Although cancer is often seen as a disease afflicting older people, each year in Australia over 40,000 cancers, or 43% of all cancers, are diagnosed in middle-aged people of working ages (45-64 years)  and the number of survivors living with cancer is increasing . Consequently, research attention has turned to assessing health-related quality of life (HRQoL) and survivorship issues after a diagnosis of cancer.
One survivorship issue that is not well quantified is work participation and workplace issues after a diagnosis of cancer. Work can define a person's self-worth, identity and social purpose, and it contributes to financial security. A cancer experience that causes major disruption in the work role can become a source of high distress in addition to expensive medical bills, and can adversely affect HRQoL [3, 4]. Inability to work may deprive an individual of stimulation, social contacts and independence, while staying in or returning to work after cancer treatment may be important for patients in maintaining a sense of normalcy and control [3, 4]. Cancer treatments are improving and current treatments can involve prolonged periods of adjuvant therapy thus previous reports on the extent of disruption to work roles, earnings and other role activities may be outdated. Lengthy treatments, ongoing medical care or the experience of a recurrence may lead to reduced career options and loss of employment. Calls have therefore been made for oncology health workers to better recognise and screen patients for work-related distress .

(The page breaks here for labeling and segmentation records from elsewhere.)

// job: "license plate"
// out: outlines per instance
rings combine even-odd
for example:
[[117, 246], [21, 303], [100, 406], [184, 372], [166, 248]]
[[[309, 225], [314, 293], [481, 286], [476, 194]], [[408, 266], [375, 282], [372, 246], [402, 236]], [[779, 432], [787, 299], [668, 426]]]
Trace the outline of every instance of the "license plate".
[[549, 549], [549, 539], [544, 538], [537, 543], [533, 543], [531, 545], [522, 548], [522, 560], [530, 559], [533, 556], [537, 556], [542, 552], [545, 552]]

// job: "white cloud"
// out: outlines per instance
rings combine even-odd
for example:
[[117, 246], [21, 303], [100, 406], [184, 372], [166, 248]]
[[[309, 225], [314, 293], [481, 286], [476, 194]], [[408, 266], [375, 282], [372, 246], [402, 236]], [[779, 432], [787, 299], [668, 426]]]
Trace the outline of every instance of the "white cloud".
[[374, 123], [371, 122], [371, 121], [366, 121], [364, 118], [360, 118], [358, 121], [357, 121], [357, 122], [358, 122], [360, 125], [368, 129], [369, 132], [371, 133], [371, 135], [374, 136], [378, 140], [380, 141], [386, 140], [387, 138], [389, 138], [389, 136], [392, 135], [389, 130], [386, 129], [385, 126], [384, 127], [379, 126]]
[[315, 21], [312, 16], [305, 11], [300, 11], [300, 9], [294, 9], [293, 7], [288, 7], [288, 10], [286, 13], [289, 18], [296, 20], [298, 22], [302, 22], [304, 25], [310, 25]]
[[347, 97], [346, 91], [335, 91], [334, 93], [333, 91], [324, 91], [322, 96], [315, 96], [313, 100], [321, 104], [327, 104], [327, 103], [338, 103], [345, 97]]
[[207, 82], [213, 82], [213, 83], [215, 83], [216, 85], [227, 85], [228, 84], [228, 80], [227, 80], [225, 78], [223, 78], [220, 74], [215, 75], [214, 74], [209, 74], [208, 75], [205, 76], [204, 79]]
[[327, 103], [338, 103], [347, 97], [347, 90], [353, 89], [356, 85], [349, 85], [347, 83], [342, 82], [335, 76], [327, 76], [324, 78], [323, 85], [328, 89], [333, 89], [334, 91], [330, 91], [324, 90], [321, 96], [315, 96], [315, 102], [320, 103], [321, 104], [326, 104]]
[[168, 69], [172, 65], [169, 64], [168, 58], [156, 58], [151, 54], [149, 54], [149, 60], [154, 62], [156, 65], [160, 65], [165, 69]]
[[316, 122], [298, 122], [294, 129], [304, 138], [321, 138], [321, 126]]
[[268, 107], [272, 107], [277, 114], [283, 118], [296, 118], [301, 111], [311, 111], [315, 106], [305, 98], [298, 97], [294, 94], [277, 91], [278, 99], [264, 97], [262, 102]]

Studies have shown between 30-93% of workers with cancer will return to work [5, 6], with most people returning to work within 12 months of taking leave [5, 6]. Survivors of head and neck cancer and breast cancer have shown more difficulty returning to work than survivors of other cancer types [5–7]. Although many people appear to resume their employment with minimal interference [8, 9], there may also be difficult work re-entry, forced retirement, workplace discrimination and refusal of insurances . Factors that have been linked with delayed return to, or stopping work include: older age [6, 11, 12]; physically-demanding work [5, 6, 9, 12]; being female [5, 6, 11, 12]; presence of comorbidities ; being married [6, 11]; fatigue ; lower education [6, 14]; chemotherapy ; blue collar occupations ; and upper-body limitations . Amongst those who return to work, work disabilities are more common for those with a physically demanding job, advanced cancer stage and those experiencing treatment side-effects . However, many of these studies are US-based and subject to a system of employment-based health insurance and the added pressure on individuals to keep working to retain access to health care services.
Current research concentrates on breast cancer survivors so the relevance for other cancer populations is unclear. A population-based cohort study of Australian colorectal cancer survivors assessed a subset of working adults for changes in work participation . Twelve months after diagnosis, 33% of men (n = 621) and 40% of women (n = 354) were not working. Radiation therapy among men (OR = 1.90, 95%CI: 1.14- 3.17) and chemotherapy among women (OR = 1.87, 95%CI: 0.98-3.57) were associated with a higher prevalence of work cessation . The risk of ceasing work among women was smaller if they had private health insurance (OR = 0.54, 95%CI: 0.31-0.92). Quality of life scores for persons who stopped working were significantly lower than for persons who continued working, after adjusting for additional explanatory factors . However, this study was limited because there was no non-cancer comparison group and therefore was unable to determine the proportion of cases who would have ceased work irrespective of cancer.
This paper presents the protocol of a population-based observational study to examine the work experiences in adults with colorectal cancer. We aim to describe changes in work participation at two points in time within a 12-month period, identify the key predictors influencing work participation and time to work re-entry, quantify the extent of physical and cognitive limitations at work and the role of work on HRQoL. The results of the study will provide valuable information for individuals facing cancer, health professionals, supportive care services and government about the reasons for work cessation, the mechanisms people use to remain working and existing workplace support structures.